Graham also dismissed the NNSA’s plan to turn MFFF into a pit factory, casting it as a political sop that is “problematic at best.” For one thing, the lawmaker said, that plan requires consent from New Mexico, so far not given, to bury the 34 metric tons of plutonium underground at the Waste Isolation Pilot Plant near Carlsbad.

The Defense Department wants the NNSA to provide 80 plutonium pits a year by 2030 as part of the 30-year, $1-trillion-plus nuclear modernization-and-maintenance program started by the Barack Obama administration in 2016. On May 10, Energy Secretary Rick Perry officially put in motion a plan to make 50 of those pits annually at a converted MFFF and 30 a year at Los Alamos National Laboratory, which previously had the pit mission to itself.

Sen. Tom Udall (D-N.M.), who does not often wade into the MFFF debate during budget hearings, called that plan “a bad deal for New Mexico.”
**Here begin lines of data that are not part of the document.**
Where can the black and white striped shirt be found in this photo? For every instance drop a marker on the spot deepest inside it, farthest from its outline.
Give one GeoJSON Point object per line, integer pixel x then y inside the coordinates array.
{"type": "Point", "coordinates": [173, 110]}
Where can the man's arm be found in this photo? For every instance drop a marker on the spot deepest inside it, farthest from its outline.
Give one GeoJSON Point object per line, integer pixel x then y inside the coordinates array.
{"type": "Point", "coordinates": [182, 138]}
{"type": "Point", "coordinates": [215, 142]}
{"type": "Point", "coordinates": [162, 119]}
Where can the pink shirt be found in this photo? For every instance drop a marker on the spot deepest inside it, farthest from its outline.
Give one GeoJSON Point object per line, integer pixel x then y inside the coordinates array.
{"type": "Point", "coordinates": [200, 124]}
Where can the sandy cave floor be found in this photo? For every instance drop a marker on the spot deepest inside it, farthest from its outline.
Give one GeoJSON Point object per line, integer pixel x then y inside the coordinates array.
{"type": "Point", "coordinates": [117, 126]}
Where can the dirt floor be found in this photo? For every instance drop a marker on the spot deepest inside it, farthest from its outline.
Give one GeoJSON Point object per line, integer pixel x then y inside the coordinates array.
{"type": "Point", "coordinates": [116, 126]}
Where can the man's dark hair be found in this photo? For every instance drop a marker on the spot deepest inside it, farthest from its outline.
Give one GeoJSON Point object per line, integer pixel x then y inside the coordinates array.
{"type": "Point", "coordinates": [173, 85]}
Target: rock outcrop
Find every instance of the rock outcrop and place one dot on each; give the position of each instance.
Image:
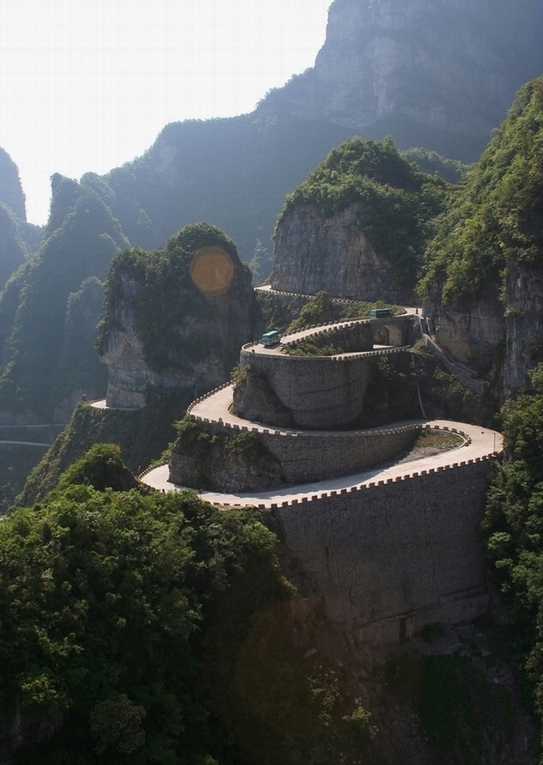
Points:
(163, 329)
(11, 191)
(524, 324)
(314, 253)
(450, 66)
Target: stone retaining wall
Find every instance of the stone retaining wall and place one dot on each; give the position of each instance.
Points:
(392, 557)
(315, 456)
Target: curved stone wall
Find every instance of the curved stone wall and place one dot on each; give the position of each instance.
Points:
(391, 558)
(320, 392)
(317, 455)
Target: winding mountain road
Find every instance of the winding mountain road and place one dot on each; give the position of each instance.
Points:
(479, 443)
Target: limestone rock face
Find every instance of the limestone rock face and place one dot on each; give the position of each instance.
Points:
(449, 64)
(472, 335)
(312, 253)
(524, 324)
(200, 344)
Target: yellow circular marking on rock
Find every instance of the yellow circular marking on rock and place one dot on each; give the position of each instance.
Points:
(212, 270)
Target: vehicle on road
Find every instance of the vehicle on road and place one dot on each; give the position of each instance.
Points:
(271, 338)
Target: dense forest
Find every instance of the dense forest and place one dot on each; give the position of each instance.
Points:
(141, 627)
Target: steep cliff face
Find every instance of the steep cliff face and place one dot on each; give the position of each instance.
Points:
(175, 318)
(524, 324)
(356, 227)
(449, 65)
(484, 278)
(314, 253)
(11, 191)
(472, 334)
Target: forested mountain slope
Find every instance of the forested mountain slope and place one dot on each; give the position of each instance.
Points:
(18, 239)
(483, 285)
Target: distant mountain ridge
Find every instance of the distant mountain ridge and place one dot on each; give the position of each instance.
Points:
(450, 66)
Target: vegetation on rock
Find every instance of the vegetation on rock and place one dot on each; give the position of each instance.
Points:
(158, 288)
(513, 527)
(397, 202)
(42, 361)
(494, 215)
(151, 628)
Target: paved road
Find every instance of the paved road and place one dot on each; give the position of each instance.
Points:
(26, 443)
(484, 443)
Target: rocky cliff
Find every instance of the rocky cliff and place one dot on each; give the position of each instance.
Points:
(176, 318)
(11, 191)
(314, 253)
(483, 284)
(448, 66)
(356, 227)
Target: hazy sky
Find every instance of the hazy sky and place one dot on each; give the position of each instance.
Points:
(88, 84)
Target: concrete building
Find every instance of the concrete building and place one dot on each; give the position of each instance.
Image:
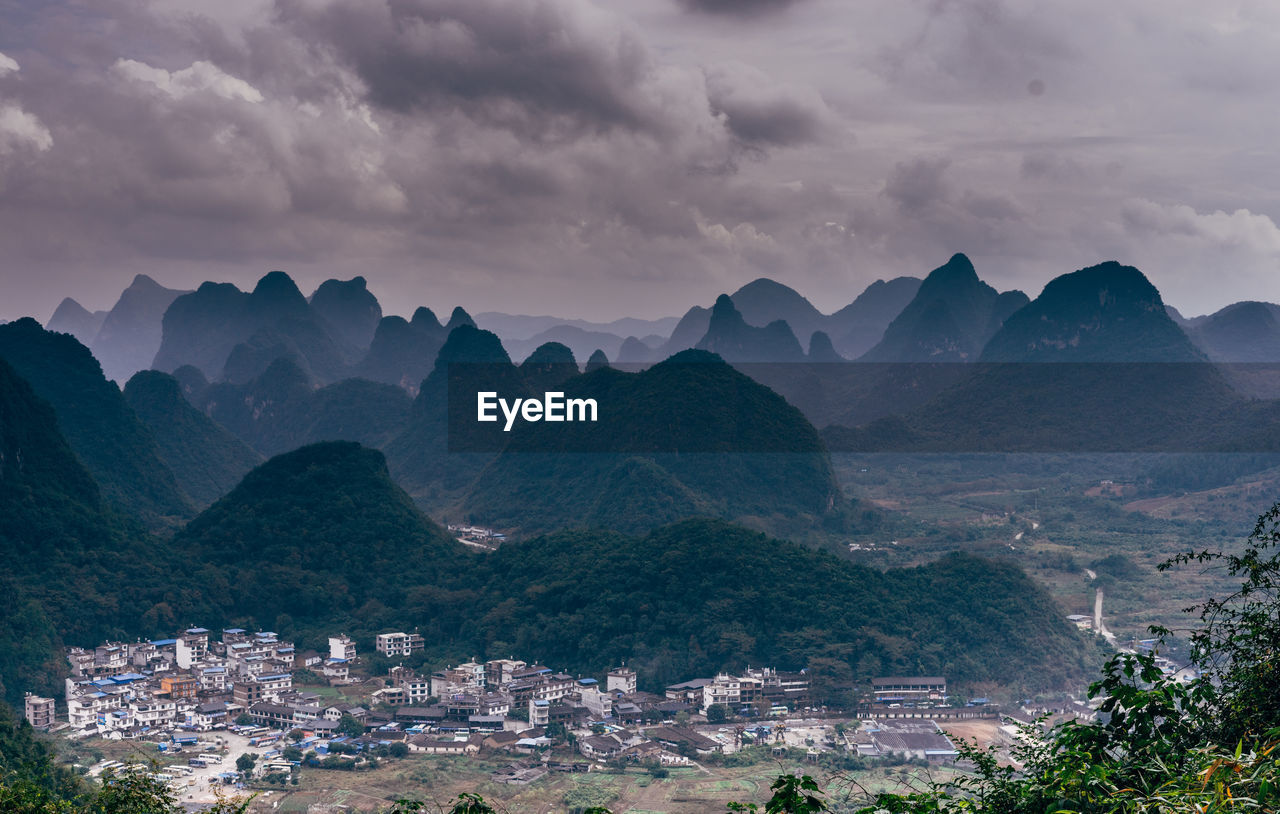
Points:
(39, 710)
(398, 644)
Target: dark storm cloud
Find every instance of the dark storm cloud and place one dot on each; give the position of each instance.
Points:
(538, 68)
(737, 8)
(760, 113)
(630, 154)
(918, 186)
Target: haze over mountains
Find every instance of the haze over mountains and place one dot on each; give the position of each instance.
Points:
(270, 415)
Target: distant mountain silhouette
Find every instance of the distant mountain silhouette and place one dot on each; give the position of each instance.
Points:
(205, 457)
(105, 433)
(132, 330)
(283, 408)
(1095, 364)
(597, 360)
(403, 353)
(730, 337)
(632, 352)
(1243, 332)
(350, 311)
(859, 325)
(236, 335)
(764, 301)
(72, 318)
(720, 443)
(579, 341)
(548, 367)
(950, 319)
(318, 533)
(458, 318)
(1107, 312)
(520, 328)
(419, 457)
(686, 333)
(822, 351)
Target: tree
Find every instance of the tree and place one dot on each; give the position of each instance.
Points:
(1239, 636)
(791, 795)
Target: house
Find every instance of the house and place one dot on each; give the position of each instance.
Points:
(501, 672)
(602, 746)
(650, 750)
(40, 712)
(430, 746)
(398, 644)
(539, 712)
(210, 716)
(621, 680)
(914, 740)
(392, 696)
(501, 740)
(179, 686)
(336, 670)
(897, 689)
(342, 648)
(690, 691)
(1080, 620)
(672, 737)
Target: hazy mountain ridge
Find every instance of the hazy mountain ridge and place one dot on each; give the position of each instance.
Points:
(950, 318)
(206, 458)
(106, 435)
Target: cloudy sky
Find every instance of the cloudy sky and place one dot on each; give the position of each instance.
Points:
(607, 158)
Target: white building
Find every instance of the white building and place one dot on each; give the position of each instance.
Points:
(398, 644)
(342, 648)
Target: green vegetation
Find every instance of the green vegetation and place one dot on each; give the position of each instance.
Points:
(690, 435)
(321, 539)
(92, 415)
(205, 457)
(700, 595)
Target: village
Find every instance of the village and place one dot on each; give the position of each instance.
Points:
(231, 709)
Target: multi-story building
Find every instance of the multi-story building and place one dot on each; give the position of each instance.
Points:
(179, 686)
(539, 712)
(398, 644)
(725, 690)
(152, 712)
(342, 648)
(897, 689)
(621, 680)
(191, 646)
(501, 672)
(39, 710)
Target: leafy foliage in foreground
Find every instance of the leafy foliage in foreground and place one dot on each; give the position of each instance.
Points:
(1161, 746)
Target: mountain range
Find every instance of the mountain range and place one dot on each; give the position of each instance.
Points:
(278, 465)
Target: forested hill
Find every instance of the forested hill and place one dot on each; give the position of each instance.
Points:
(700, 595)
(320, 539)
(315, 534)
(92, 414)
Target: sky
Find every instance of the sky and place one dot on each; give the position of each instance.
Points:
(630, 158)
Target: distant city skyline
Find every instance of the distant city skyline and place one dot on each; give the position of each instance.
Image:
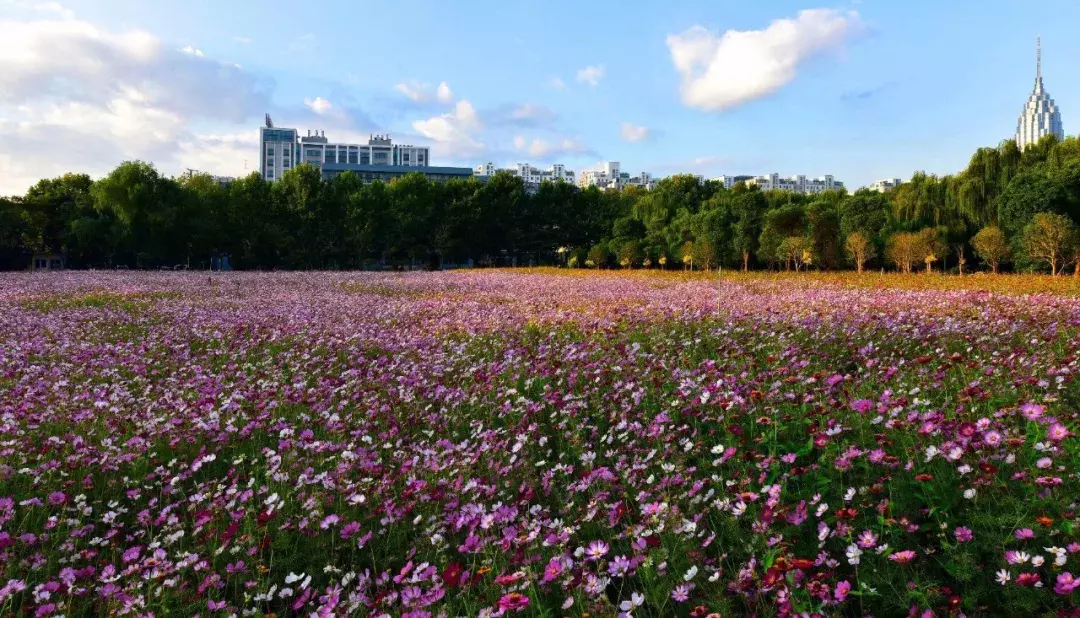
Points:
(862, 90)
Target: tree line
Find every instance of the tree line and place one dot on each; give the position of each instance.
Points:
(1009, 209)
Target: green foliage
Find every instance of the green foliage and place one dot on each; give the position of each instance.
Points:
(136, 217)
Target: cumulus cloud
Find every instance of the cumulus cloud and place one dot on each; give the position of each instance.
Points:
(632, 132)
(455, 133)
(107, 96)
(540, 148)
(591, 75)
(724, 71)
(421, 92)
(444, 94)
(414, 91)
(319, 105)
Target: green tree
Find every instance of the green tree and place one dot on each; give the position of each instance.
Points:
(1051, 239)
(859, 249)
(991, 246)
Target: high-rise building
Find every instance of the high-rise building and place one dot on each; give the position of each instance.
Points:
(279, 150)
(531, 176)
(282, 149)
(1040, 116)
(610, 176)
(886, 185)
(796, 184)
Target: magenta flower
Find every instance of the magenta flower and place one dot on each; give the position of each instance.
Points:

“The Department of Energy needs to change its course [and] rethink this decision to move plutonium pit production away from New Mexico,” Udall said during Thursday’s appropriations mark.

The NNSA budget Senate appropriators approved Thursday “supports” the pit-production infrastructure already planned to produce 30 pits a year at Los Alamos by 2026, though a detailed bill report appended to the measure did not say how much funding it would receive. The White House requested $235 million for Los Alamos pit facilities in 2019.

The Senate Appropriations Committee’s bill was not scheduled for a floor vote at deadline Friday for Nuclear Security & Deterrence Monitor. The House Rules Committee said Thursday it would “likely” take up the lower chamber’s version of the bill on June 4 as part of a minibus package that also includes spending for the legislative branch, and military construction and veterans affairs. A floor vote in the chamber would follow.